Published online by Cambridge University Press: 03 June 2010
A perusal of the published literature might lead the naïve to believe that microbial biofilms are definable entities each of which, whilst possessing characteristics that are markedly dissimilar from their planktonic equivalents, has its own defined physiology and architecture. Thus it is easy to imagine, rather like for our own bodies, that the visible, physical manifestation has a degree of permanency. The reality is that the structures known as biofilms, as well as the majority of tissues that make up our bodies, are in a state of dynamic flux/turnover. Modern imaging techniques generally give us snapshots in time and only rarely give an indication of the turmoil within (Costerton et al., 1995).
It is the intention of this article to dispel any view the reader might have entertained of biofilms being static entities. Dynamics within microbial biofilm communities will be considered in terms of their spatial stability (movement/drift), and changes in biomass, genetic diversity and community function. In the latter respects, population dynamics will be considered for both short-term events, such as the formation and establishment of biofilm communities on ‘virgin’ surfaces (Geesey et al., 1992), and long-term events, with biofilms being considered as units of proliferation/evolution (Caldwell et al., 1997).

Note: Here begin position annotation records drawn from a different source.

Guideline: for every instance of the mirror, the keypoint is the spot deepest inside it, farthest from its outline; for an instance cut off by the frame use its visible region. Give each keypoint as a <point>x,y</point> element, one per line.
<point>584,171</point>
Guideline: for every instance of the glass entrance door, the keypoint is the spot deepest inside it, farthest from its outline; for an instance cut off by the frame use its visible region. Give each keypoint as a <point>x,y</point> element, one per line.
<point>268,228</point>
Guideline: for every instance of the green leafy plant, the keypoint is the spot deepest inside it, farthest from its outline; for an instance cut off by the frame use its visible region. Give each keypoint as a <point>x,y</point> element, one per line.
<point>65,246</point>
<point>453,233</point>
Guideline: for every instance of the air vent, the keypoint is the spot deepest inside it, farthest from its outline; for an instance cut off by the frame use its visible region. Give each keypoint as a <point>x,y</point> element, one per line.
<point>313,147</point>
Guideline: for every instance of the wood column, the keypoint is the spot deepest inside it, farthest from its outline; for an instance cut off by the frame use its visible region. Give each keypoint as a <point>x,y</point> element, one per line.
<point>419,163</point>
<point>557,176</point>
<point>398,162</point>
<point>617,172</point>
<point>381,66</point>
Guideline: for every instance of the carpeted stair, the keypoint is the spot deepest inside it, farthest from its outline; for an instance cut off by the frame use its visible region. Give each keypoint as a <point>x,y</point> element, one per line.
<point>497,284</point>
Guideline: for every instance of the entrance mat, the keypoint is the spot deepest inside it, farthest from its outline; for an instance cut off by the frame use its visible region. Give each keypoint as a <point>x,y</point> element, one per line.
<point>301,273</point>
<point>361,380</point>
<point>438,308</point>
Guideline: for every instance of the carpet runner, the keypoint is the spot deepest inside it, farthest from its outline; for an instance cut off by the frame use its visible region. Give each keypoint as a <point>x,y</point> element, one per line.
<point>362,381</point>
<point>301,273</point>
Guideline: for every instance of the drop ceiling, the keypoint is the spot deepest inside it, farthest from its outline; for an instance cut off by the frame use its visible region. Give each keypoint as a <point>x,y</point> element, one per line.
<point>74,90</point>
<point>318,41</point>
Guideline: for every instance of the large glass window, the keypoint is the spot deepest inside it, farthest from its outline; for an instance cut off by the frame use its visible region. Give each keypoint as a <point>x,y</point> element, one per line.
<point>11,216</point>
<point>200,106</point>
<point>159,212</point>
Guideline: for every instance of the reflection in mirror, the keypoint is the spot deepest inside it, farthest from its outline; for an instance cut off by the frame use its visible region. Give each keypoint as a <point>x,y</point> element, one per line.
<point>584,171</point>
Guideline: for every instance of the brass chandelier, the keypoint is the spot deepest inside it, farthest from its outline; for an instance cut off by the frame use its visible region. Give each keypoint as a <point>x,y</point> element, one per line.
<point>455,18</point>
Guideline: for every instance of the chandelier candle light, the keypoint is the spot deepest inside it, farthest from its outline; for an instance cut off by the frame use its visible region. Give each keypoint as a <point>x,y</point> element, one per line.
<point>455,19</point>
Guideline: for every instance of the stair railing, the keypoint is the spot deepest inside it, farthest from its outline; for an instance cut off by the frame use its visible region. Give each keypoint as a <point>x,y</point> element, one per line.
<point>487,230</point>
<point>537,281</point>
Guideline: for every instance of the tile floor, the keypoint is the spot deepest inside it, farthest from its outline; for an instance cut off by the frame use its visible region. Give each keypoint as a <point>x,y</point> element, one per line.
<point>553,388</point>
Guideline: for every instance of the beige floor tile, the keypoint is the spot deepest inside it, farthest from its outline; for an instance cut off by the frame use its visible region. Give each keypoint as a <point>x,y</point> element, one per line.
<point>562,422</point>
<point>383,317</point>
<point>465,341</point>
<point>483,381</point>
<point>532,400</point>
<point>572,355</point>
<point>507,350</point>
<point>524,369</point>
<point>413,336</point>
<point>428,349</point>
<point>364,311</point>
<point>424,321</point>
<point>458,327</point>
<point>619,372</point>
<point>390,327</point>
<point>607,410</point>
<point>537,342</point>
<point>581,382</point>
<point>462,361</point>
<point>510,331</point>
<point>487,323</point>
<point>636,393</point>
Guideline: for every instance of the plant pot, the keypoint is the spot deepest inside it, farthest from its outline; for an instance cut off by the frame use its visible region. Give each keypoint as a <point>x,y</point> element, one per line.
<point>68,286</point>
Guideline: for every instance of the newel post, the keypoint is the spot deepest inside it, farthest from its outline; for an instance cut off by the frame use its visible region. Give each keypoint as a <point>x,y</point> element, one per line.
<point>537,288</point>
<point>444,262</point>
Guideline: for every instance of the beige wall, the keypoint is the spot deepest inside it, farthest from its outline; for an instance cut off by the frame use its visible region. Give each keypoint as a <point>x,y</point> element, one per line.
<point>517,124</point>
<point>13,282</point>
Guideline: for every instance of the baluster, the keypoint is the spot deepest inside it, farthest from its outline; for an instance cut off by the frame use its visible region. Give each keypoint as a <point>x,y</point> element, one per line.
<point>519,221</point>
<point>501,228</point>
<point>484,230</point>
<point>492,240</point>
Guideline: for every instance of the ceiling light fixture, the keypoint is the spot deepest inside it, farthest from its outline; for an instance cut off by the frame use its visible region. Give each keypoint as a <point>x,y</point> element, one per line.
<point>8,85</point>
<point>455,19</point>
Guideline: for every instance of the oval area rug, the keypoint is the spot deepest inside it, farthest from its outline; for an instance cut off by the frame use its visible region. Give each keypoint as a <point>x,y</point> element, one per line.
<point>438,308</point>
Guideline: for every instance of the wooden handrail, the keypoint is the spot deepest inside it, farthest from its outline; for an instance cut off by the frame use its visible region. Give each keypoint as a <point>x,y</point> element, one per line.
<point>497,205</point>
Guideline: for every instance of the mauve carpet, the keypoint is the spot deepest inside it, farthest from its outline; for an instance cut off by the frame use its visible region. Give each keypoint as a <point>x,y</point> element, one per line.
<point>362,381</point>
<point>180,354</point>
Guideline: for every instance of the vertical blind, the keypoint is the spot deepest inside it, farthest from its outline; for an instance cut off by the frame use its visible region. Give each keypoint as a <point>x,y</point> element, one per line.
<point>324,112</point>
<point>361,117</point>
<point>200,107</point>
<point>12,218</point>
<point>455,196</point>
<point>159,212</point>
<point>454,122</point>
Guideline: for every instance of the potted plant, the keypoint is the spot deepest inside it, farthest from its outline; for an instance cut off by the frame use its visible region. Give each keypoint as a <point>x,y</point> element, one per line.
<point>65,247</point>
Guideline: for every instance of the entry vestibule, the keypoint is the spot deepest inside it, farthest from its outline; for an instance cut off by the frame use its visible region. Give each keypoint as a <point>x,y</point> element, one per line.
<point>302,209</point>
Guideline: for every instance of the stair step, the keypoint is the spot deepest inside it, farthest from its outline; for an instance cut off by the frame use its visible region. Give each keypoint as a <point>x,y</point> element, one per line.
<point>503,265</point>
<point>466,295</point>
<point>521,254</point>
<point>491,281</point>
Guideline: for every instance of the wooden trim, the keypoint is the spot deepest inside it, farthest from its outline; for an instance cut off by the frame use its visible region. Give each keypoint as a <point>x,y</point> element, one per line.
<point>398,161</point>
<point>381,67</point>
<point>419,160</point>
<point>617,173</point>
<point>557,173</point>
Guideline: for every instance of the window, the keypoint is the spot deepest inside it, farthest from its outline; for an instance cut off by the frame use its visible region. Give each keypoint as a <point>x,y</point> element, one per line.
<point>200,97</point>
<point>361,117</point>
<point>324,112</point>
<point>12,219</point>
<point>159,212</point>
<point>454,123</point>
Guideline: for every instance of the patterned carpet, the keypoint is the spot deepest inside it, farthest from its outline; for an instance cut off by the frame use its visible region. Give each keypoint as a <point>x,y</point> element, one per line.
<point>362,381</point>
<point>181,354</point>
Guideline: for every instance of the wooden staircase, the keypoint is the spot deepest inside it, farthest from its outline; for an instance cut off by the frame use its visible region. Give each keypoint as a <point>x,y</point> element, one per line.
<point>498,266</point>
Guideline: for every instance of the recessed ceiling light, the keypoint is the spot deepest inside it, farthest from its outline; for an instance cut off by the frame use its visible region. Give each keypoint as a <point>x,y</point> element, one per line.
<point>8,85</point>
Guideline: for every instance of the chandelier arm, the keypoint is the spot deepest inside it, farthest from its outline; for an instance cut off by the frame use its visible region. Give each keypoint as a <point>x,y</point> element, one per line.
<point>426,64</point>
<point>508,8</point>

Dynamics in microbial communities can be considered on a number of distinct levels, many of which have been considered separately in this symposium volume. The first of these relates to the spatial stability of the biofilm community. Matrix polymers not only glue the biofilm to the surface but also enable spatial organization to be imposed on the community. The polymers are plastic and may be physically deformed through the imposition of shear forces from the fluid phase.